Theoretical autocorrelation#

In this codeblock a figure is created showing the time series with equidistant timesteps and their theoretical autocorrelation.

# Compute true autocorrelation functions
acf_v_true = pd.Series(np.cos(np.linspace(0, 2 * np.pi, 365)))
acf_n_true = pd.Series(b)

Computing the autocorrelation#

The autocorrelation function for all time series is calculated for a number of time lags. Two different methods are used:

binning in a rectangular bin
weighting through a Gaussian kernel

Warning

Calculation of all the autocorrelation functions can take several minutes!

lags = np.arange(1.0, 366)
acf_df = pd.DataFrame(index=lags)

for name, sts in d.items():
    for method in ["rectangle", "gaussian"]:
        acf = ps.stats.acf(sts.dropna(), bin_method=method, max_gap=30)
        acf.index = acf.index.days
        acf_df.loc[:, name + "_" + method] = acf

Autocorrelation for regular time series#

fig, axes = plt.subplots(3, 2, figsize=(10, 7), sharey="row")

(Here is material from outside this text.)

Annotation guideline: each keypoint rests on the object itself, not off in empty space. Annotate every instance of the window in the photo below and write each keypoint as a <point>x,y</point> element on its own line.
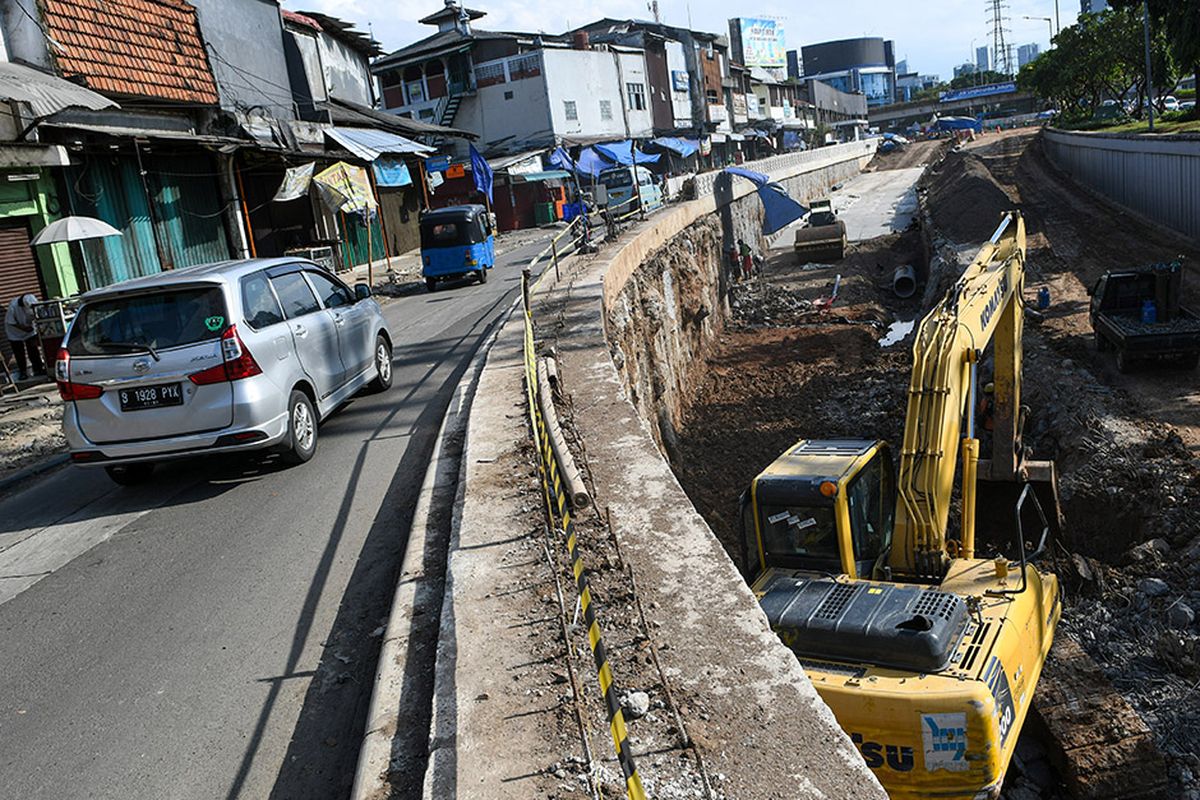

for i, name in enumerate(["STS_SIN", "STS_EXP"]):
    sts = d.loc[:, name]
    sts.plot(ax=axes[0][i], style=".", legend=True, label=name)

    if name == "STS_SIN":
        acf_true = acf_v_true
    else:
        acf_true = acf_n_true

    acf_true.plot(ax=axes[1][i])

    axes[2][i].plot([0.0, 365], [0, 0], label="true ACF")
    for bm in ["gaussian", "rectangle"]:
        acf_name = name + "_" + bm
        acf = acf_df.loc[:, acf_name]
        if bm == "gaussian":
            kwargs = dict(marker="x", markersize=10)
        else:
            kwargs = dict(marker="o")
        acf.plot(label=bm, ax=axes[1][i], logx=True, linestyle="", **kwargs)
        dif = acf.subtract(acf_true).dropna()
        rmse = " (RMSE={:.2f})".format(np.sqrt((dif.pow(2)).sum() / dif.size))
        dif.plot(label=bm + rmse, ax=axes[2][i], logx=True, **kwargs)
        axes[2][i].legend()
        axes[1][i].set_xticks([])
        axes[2][i].set_xlabel("Lags [Days]")
        axes[2][i].set_xticks([1, 10, 30, 60, 180, 365])
        axes[2][i].set_xticklabels([1, 10, 30, 60, 180, 365])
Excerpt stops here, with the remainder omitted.